Entertainment

13 Assassins

Takashi Miike, Japan’s pro lific (83 movies in 20 years!) master of mayhem, wastes no time in getting down to the nitty-gritty in “13 Assassins.”

It opens with a gentleman in 1844 Japan committing harikari. Miike never lets the camera go below the man’s chest, so we’re spared most of the gore. But that doesn’t mean Miike — director of “Audition,” “Ichi the Killer” and “Gozu” — is mellowing.

There’s lots of bloodletting ahead in this homage to Akira Kurosawa’s “The Seven Samurai”: severed heads, dripping blood, a naked woman hobbling about minus her legs and hands, the cutting out of tongues, a woman and her children being slaughtered by arrows.

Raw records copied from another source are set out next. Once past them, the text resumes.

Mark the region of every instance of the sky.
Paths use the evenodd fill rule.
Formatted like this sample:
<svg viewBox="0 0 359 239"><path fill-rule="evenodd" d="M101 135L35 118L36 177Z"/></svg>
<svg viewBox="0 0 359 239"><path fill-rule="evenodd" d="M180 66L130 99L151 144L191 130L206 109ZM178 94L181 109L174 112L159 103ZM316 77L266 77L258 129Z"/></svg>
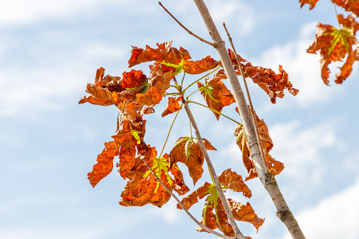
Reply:
<svg viewBox="0 0 359 239"><path fill-rule="evenodd" d="M337 27L333 5L319 1L310 11L297 1L205 3L227 47L223 22L238 54L277 73L283 65L300 90L296 96L286 92L272 104L257 86L249 85L274 143L271 155L285 166L276 180L304 234L359 238L359 66L354 63L342 85L334 83L340 65L333 66L327 86L321 78L319 56L306 52L317 23ZM210 39L192 1L162 3L188 28ZM194 60L208 55L218 59L215 50L189 35L156 1L0 0L0 238L215 238L196 231L173 198L161 208L119 206L126 181L115 167L92 188L87 174L104 143L111 140L117 112L113 106L77 104L88 95L86 84L93 83L97 68L112 75L130 70L131 46L155 47L173 41L173 47L186 49ZM133 68L149 75L148 65ZM200 76L186 75L185 82ZM193 99L204 102L200 95ZM145 141L157 151L174 117L161 116L165 103L145 117ZM217 149L209 151L217 174L231 168L244 177L234 123L217 122L211 112L190 106L202 136ZM233 109L223 113L237 117ZM189 133L181 112L165 151ZM210 182L205 172L194 186L185 167L180 167L191 190ZM238 222L243 234L253 239L290 238L260 181L246 183L251 198L230 191L226 195L249 202L265 221L257 233ZM203 204L190 210L198 220Z"/></svg>

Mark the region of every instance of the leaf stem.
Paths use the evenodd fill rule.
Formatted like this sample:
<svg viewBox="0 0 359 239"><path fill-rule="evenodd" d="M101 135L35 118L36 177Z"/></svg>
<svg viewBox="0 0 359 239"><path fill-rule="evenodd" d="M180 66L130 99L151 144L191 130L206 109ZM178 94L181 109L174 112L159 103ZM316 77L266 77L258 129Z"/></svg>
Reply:
<svg viewBox="0 0 359 239"><path fill-rule="evenodd" d="M182 107L182 105L181 105L181 107ZM162 153L163 153L163 151L165 150L165 147L166 146L166 144L167 143L167 141L168 140L168 137L170 136L170 133L171 133L171 130L172 130L172 127L173 126L173 124L174 124L174 121L176 120L176 118L177 118L177 115L178 115L178 113L180 113L180 110L177 111L177 113L176 113L176 116L174 116L174 118L173 119L173 121L172 122L172 124L171 125L171 127L170 127L170 130L168 131L168 133L167 134L167 137L166 138L166 141L165 141L165 144L163 145L163 147L162 148L162 150L161 150L161 152L159 154L159 156L158 157L161 157L161 156L162 155Z"/></svg>
<svg viewBox="0 0 359 239"><path fill-rule="evenodd" d="M182 77L182 81L181 82L181 88L182 88L182 85L183 84L183 80L185 79L185 76L186 75L186 72L183 72L183 77Z"/></svg>
<svg viewBox="0 0 359 239"><path fill-rule="evenodd" d="M185 88L185 89L183 90L182 91L182 93L184 94L185 92L186 92L186 90L187 90L187 89L188 89L189 88L190 88L190 87L191 87L192 86L193 86L193 85L194 85L195 84L196 84L196 83L197 83L198 82L199 82L200 81L201 81L201 80L203 78L205 78L205 77L208 76L208 75L210 75L211 74L212 74L212 73L213 73L214 72L215 72L215 71L216 71L217 70L218 70L218 69L220 69L220 67L220 67L220 66L218 66L218 67L216 67L216 68L214 69L214 70L212 70L212 71L211 71L211 72L209 72L209 73L208 73L208 74L207 74L204 75L204 76L202 76L202 77L201 77L201 78L200 78L199 79L198 79L197 81L195 81L194 82L193 82L193 83L192 83L192 84L191 84L191 85L190 85L189 86L187 86L187 87L186 87L186 88Z"/></svg>
<svg viewBox="0 0 359 239"><path fill-rule="evenodd" d="M213 230L211 230L211 229L208 228L206 226L204 225L203 224L202 224L202 223L201 223L200 222L198 222L198 221L197 221L197 220L196 220L196 218L188 211L188 210L187 209L187 208L186 208L186 207L185 207L185 206L184 206L183 204L182 204L182 203L181 202L181 201L180 201L180 200L178 198L178 197L177 197L177 196L176 196L176 195L174 195L174 194L173 192L172 192L172 191L170 190L168 188L167 188L167 187L166 186L166 185L165 185L165 184L163 183L163 182L161 180L161 178L159 178L156 175L156 173L155 173L154 172L153 172L153 170L152 170L152 169L151 168L151 167L150 167L150 166L148 165L148 164L147 164L147 162L146 162L146 161L145 161L145 160L143 160L143 162L145 162L145 164L146 164L146 165L147 166L147 168L148 168L148 169L150 170L150 171L152 173L152 175L153 175L153 176L156 178L156 180L157 180L157 182L158 182L158 183L159 183L159 184L162 186L162 187L163 187L163 188L164 188L167 192L168 192L171 194L171 195L172 197L173 197L173 198L174 198L174 200L176 200L176 201L177 201L177 202L178 203L178 204L180 205L180 206L181 206L181 207L182 208L182 209L186 212L186 213L187 214L187 215L188 215L188 216L189 216L190 217L191 217L191 219L192 219L192 220L193 220L193 221L194 221L194 222L196 223L197 224L197 225L198 225L199 226L200 226L201 227L203 228L203 229L204 229L205 230L206 230L206 231L207 231L208 232L210 232L210 233L211 233L214 234L214 235L216 235L217 236L218 236L218 237L220 237L224 238L225 238L225 239L232 239L232 238L235 238L235 237L231 237L231 236L226 236L226 235L223 235L223 234L221 234L221 233L218 233L216 231L213 231Z"/></svg>
<svg viewBox="0 0 359 239"><path fill-rule="evenodd" d="M189 103L194 103L194 104L196 104L196 105L200 105L200 106L203 106L204 107L206 107L206 108L208 108L208 109L209 109L210 110L212 110L212 111L217 113L217 114L220 114L220 115L222 115L223 117L225 117L226 118L228 118L228 120L233 121L233 122L234 122L235 123L236 123L236 124L237 124L237 125L242 125L242 124L241 124L240 122L237 122L237 121L235 121L234 120L233 120L233 118L230 118L229 117L227 116L227 115L225 115L222 114L222 113L221 113L220 112L217 111L216 111L216 110L215 110L214 109L213 109L213 108L211 108L211 107L208 107L208 106L206 106L204 105L202 105L202 104L200 104L200 103L197 103L197 102L194 102L194 101L187 101L187 102Z"/></svg>

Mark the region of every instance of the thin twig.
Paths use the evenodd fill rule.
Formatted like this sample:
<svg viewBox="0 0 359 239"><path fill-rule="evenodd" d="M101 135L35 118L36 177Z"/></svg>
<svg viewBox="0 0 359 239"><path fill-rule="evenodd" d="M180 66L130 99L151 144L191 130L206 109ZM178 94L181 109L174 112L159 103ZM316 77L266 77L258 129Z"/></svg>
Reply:
<svg viewBox="0 0 359 239"><path fill-rule="evenodd" d="M200 41L201 41L203 42L204 43L207 43L207 44L209 44L209 45L210 45L211 46L212 46L213 47L215 47L215 45L214 45L214 43L211 43L211 42L208 42L208 41L207 41L207 40L205 40L204 39L203 39L203 38L202 38L202 37L200 37L198 36L197 36L197 35L196 35L195 34L193 33L193 32L191 32L191 31L190 31L189 30L188 30L186 27L185 27L184 26L183 26L183 25L182 25L182 24L180 22L180 21L178 21L178 20L174 17L174 16L173 16L172 14L171 14L171 13L170 13L170 12L162 5L162 4L161 3L161 2L158 2L158 4L159 4L159 6L161 6L161 7L162 7L162 8L165 10L165 11L166 11L166 12L167 13L168 13L168 14L169 14L170 16L171 16L172 17L172 18L173 18L173 19L174 19L174 21L175 21L177 22L177 23L178 23L178 24L180 25L180 26L181 26L181 27L182 27L182 28L183 28L184 29L186 30L187 31L187 32L188 32L188 33L189 33L190 35L192 35L192 36L194 36L195 37L196 37L197 39L199 39Z"/></svg>
<svg viewBox="0 0 359 239"><path fill-rule="evenodd" d="M257 117L256 117L255 112L254 111L254 109L253 107L253 105L252 104L252 100L251 99L251 96L249 94L249 90L248 90L248 87L247 85L247 81L246 81L246 76L244 75L244 71L243 71L243 67L242 67L242 65L241 63L241 61L238 57L238 54L237 52L235 51L235 48L234 48L234 45L232 41L232 37L228 32L228 30L227 30L227 27L226 27L226 24L223 23L223 27L226 30L227 32L227 35L228 36L228 39L229 42L231 43L231 46L232 46L232 48L233 49L234 52L234 55L235 55L235 59L237 60L238 63L238 65L240 67L240 70L241 70L241 74L242 75L242 78L243 78L243 82L244 83L244 86L246 88L246 92L247 92L247 96L248 98L248 102L249 103L249 109L252 113L252 120L253 120L253 124L254 125L254 129L255 129L255 136L257 138L257 142L260 147L260 151L261 151L261 155L262 156L262 158L263 160L263 164L265 166L265 170L267 172L269 172L268 165L267 164L267 161L266 160L265 155L264 154L264 151L263 151L263 145L262 143L262 140L261 140L261 135L260 134L260 130L258 128L258 123L257 122Z"/></svg>
<svg viewBox="0 0 359 239"><path fill-rule="evenodd" d="M261 182L268 191L275 205L277 210L277 215L284 223L292 237L295 239L305 239L305 237L299 227L298 223L290 211L285 200L284 200L283 194L279 190L274 174L266 172L265 169L266 166L263 164L259 145L255 139L255 129L254 129L250 111L247 106L244 94L242 90L232 63L228 55L226 45L221 37L220 33L218 32L208 11L208 9L206 6L203 0L193 0L193 1L201 14L202 19L213 42L214 43L221 43L218 44L217 47L215 48L221 58L238 109L240 112L243 122L244 130L246 132L246 136L248 139L249 149L251 152L252 153L252 159L257 170L258 176L261 178ZM234 230L234 233L236 237L237 237L237 236L239 235L239 233L236 233L235 230ZM241 238L245 237L241 236Z"/></svg>
<svg viewBox="0 0 359 239"><path fill-rule="evenodd" d="M233 217L233 215L232 214L232 212L231 211L231 209L229 208L229 205L228 205L228 204L227 203L227 200L226 199L226 197L224 195L224 193L223 193L223 191L222 190L222 188L221 186L221 183L220 183L220 181L218 179L218 177L217 176L217 174L215 173L214 168L213 168L213 166L212 164L211 160L209 158L209 156L208 156L208 153L207 153L207 150L206 149L206 146L205 146L205 144L203 143L203 140L201 136L200 130L198 130L198 127L197 127L196 122L194 121L194 118L193 118L193 116L192 115L192 113L191 112L191 111L189 109L189 107L188 107L188 104L187 104L187 101L185 99L183 99L182 104L183 104L183 105L185 107L185 109L186 110L186 112L187 113L188 118L189 118L189 120L191 121L191 124L192 124L192 126L193 126L194 132L196 134L196 135L197 136L197 140L198 140L198 145L200 146L202 153L203 153L205 160L206 160L206 162L207 163L207 166L208 167L208 169L209 169L209 173L211 174L211 176L214 181L214 186L216 187L216 189L217 189L217 192L218 192L220 198L221 198L221 201L222 202L222 205L223 205L223 208L224 209L225 212L226 212L226 214L227 214L228 217L228 221L231 224L232 228L233 228L233 231L234 231L235 238L237 239L245 238L246 237L245 237L242 233L241 232L241 231L240 231L240 229L238 228L238 226L237 226L237 224L235 222L235 220L234 219L234 217Z"/></svg>
<svg viewBox="0 0 359 239"><path fill-rule="evenodd" d="M156 173L154 172L153 172L153 170L152 170L152 169L151 168L151 167L150 167L150 166L148 165L148 164L147 164L147 162L146 162L146 161L145 161L145 160L144 160L143 162L145 162L145 163L146 164L146 165L147 166L147 168L148 168L148 169L150 170L150 171L152 173L153 176L154 176L154 177L156 178L156 180L157 180L157 182L159 183L159 184L161 184L161 185L162 185L162 187L163 187L165 189L166 189L166 190L167 192L168 192L172 197L173 197L173 198L175 199L175 200L176 200L177 201L177 202L178 203L178 204L180 204L180 206L181 206L181 207L186 212L186 213L187 214L187 215L188 215L188 216L190 217L191 217L191 218L192 220L193 220L194 221L194 222L196 223L199 226L201 227L202 228L203 228L205 230L207 230L208 232L214 234L214 235L216 235L217 236L219 236L220 237L224 238L226 239L233 239L233 238L235 238L235 237L233 237L232 236L226 236L225 235L223 235L221 233L217 232L215 231L213 231L213 230L208 228L206 226L204 225L203 224L201 223L200 222L197 221L197 220L191 214L191 213L188 211L188 210L187 209L187 208L186 208L186 207L184 206L184 205L183 204L182 204L182 203L181 202L181 201L178 198L178 197L177 197L177 196L175 195L174 195L174 194L173 192L172 192L172 191L171 191L168 188L167 188L166 186L166 185L165 185L165 184L163 183L163 182L161 180L161 178L159 178L156 175Z"/></svg>

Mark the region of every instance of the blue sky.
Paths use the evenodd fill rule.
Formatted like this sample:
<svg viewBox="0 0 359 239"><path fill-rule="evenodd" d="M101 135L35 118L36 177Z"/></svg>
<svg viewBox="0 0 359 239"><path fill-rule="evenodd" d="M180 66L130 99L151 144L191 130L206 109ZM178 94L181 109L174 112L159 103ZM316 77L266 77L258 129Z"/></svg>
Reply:
<svg viewBox="0 0 359 239"><path fill-rule="evenodd" d="M119 206L126 182L115 170L92 188L87 174L104 143L111 140L117 112L113 106L77 102L98 68L115 75L129 70L131 46L154 47L172 40L173 46L187 49L194 59L207 55L218 59L215 50L188 34L156 1L0 3L0 238L214 238L195 231L196 226L172 199L161 209ZM192 1L162 3L191 31L209 39ZM320 77L318 56L305 52L318 22L337 26L332 5L319 1L309 11L296 1L206 3L227 40L221 27L226 22L242 56L277 72L282 65L300 90L295 97L286 92L273 105L257 86L249 86L274 144L271 155L286 167L277 180L305 234L358 238L358 66L354 64L342 85L333 83L332 73L328 87ZM134 68L148 75L147 65ZM197 76L187 77L190 82ZM161 117L164 107L160 104L145 117L146 142L157 151L173 117ZM224 113L236 117L232 107ZM218 150L209 152L217 173L231 168L245 175L232 134L235 126L224 119L216 122L203 108L192 109L202 136ZM189 134L184 112L180 117L167 152L177 138ZM210 180L205 173L193 187L182 168L191 189ZM290 238L259 180L247 184L253 194L249 200L238 193L227 195L249 201L266 220L258 233L239 222L243 233L253 238ZM191 209L198 220L203 204Z"/></svg>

And let’s not forget the spectacular battle — 13 samurai vs. 200 bad guys — that takes up the final third of the movie. (Kurosawa’s “Ran” comes to mind.)

Koji Yakusho (“Shall We Dance?”) stars as the boss samurai, who’s hired to get rid of a Khadafy-like lord. The samurai are outnumbered, for sure, but they have a diabolical idea, changing a peaceful mountain village into a fiery deathtrap.

The ensuing battle is a pulse-quickening masterpiece that would please the mighty Kurosawa.

“13 Assassins” is a must-see for Miike’s passionate legion of fans. But even action buffs who’ve never seen any of his films before will be drawn in by this masterful exercise in cinematic butchery.

We eagerly await the debut of Miike’s first 3-D movie, “Hara-Kiri: Death of a Samurai,” which next month becomes the first 3-D flick shown in competition in Cannes. Beware the squirting blood.